Il avait motivé sa décision en se basant sur le soutien inconditionnel de la candidate démocrate aux bombardements menés par l’armée israélienne à Gaza. « Il ne s’agit pas d’un vote pour Donald Trump. Il s’agit d’un refus de soutenir un candidat qui mène une guerre contre des enfants », avait-il indiqué, en précisant qu’il comparait le conflit au Moyen-Orient à la situation de l’apartheid en Afrique du Sud. Cette décision a toutefois provoqué la démission de trois membres du comité de rédaction et une vague de désabonnements. Après l’élection de Donald Trump, Soon-Shiong a aussi pris la décision d’élargir le comité de rédaction pour inclure des personnalités situées plus à droite, et notamment Scott Jennings, qui avait précédemment travaillé à la Maison-Blanche sous George W. Bush. Dans une autre interview donnée dans la newsletter Status du journaliste Olivier Darcy, le milliardaire a qualifié de « simple opinion » le fait de déclarer les propos de Trump comme mensongers. « C’est vraiment ce qui, selon moi, est le problème du pays », a-t-il indiqué.
De son côté, Jeff Bezos a lui aussi déclaré qu’il avait « un tas d’idées » pour assurer une nouvelle forme d’équilibre éditorial au Washington Post, sans donner plus de détails. « Nous sommes confrontés au problème auquel sont confrontés tous les médias traditionnels, à savoir une perte de confiance très difficile et importante », a-t-il indiqué.
La vue de nulle part
Au cœur de ces débats se trouve donc l’éternelle question de l’érosion de la confiance dans le journalisme. D’après les sondages Gallup, moins d’un tiers des Américains déclare avoir confiance dans la capacité des médias à rapporter l’actualité de manière juste et précise en 2024, contre 70 % dans les années 1970. Pour les deux milliardaires, le problème viendrait principalement du manque de neutralité politique de la part des journalistes. Cet avis, selon lequel un journaliste impartial serait plus digne de confiance, est défendu par le propriétaire d’Amazon dans une lettre ouverte aux journalistes de son média.

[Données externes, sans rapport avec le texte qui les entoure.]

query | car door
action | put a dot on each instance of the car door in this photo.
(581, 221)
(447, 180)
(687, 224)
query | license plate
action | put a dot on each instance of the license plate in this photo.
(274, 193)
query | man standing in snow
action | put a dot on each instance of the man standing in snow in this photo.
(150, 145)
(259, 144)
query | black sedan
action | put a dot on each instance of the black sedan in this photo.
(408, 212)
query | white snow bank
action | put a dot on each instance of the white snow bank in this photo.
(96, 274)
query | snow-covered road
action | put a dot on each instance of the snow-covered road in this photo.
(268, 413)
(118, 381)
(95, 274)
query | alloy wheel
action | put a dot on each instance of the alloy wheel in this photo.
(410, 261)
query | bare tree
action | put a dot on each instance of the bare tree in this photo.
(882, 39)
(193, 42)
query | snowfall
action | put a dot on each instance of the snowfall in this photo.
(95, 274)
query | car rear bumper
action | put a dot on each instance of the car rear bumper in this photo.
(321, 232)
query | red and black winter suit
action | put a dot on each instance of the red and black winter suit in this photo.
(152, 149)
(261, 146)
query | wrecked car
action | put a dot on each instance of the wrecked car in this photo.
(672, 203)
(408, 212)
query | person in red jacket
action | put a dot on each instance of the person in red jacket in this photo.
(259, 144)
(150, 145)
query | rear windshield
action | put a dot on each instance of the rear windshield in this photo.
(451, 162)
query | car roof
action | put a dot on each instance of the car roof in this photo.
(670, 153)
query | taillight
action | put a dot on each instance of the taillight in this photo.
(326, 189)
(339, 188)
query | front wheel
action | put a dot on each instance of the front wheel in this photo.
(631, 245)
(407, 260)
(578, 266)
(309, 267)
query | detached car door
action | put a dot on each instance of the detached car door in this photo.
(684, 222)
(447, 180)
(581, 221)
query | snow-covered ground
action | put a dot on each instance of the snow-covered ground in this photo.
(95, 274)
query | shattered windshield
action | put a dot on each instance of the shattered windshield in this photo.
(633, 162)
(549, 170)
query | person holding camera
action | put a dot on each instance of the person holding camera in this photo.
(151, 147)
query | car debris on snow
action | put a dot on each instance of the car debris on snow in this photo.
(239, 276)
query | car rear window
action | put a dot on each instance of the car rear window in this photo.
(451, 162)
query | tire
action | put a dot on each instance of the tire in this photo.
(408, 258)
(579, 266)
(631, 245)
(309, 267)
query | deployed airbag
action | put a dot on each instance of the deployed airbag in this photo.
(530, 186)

Cette idée n’est pas totalement nouvelle. Elle a été conceptualisée en 2003 sous la plume du critique de presse, auteur et journaliste Jay Rosen, qui lui a donné le nom poétique de The View from Nowhere ( « la vue de nulle part » ). D’après lui, l’idée selon laquelle il faudrait placer le journaliste au juste milieu de deux positions extrêmes afin de gagner une forme de légitimité universelle est trompeuse. Selon l’ancien rédacteur en chef de The Verge, Casey Newton, développer une expertise, et donc affûter une opinion dans un domaine précis, aurait tendance à augmenter la crédibilité d’un journaliste plutôt que de la diminuer. The View from Nowhere avait d'ailleurs été poussée au début des années 2000 et, en réaction, avait donné naissance à des blogs, dont le style direct et la tonalité engagée avaient bousculé les codes de la profession. Selon Casey Newton, la décision d’empêcher des journalistes de donner leur opinion, dans un contexte médiatique où tout le monde partage la sienne, paraît pour le moins absurde. Et quand un patron propose de présenter une « version alternative » à une information vérifiée, on passe de l’absurde à l'inquiétude.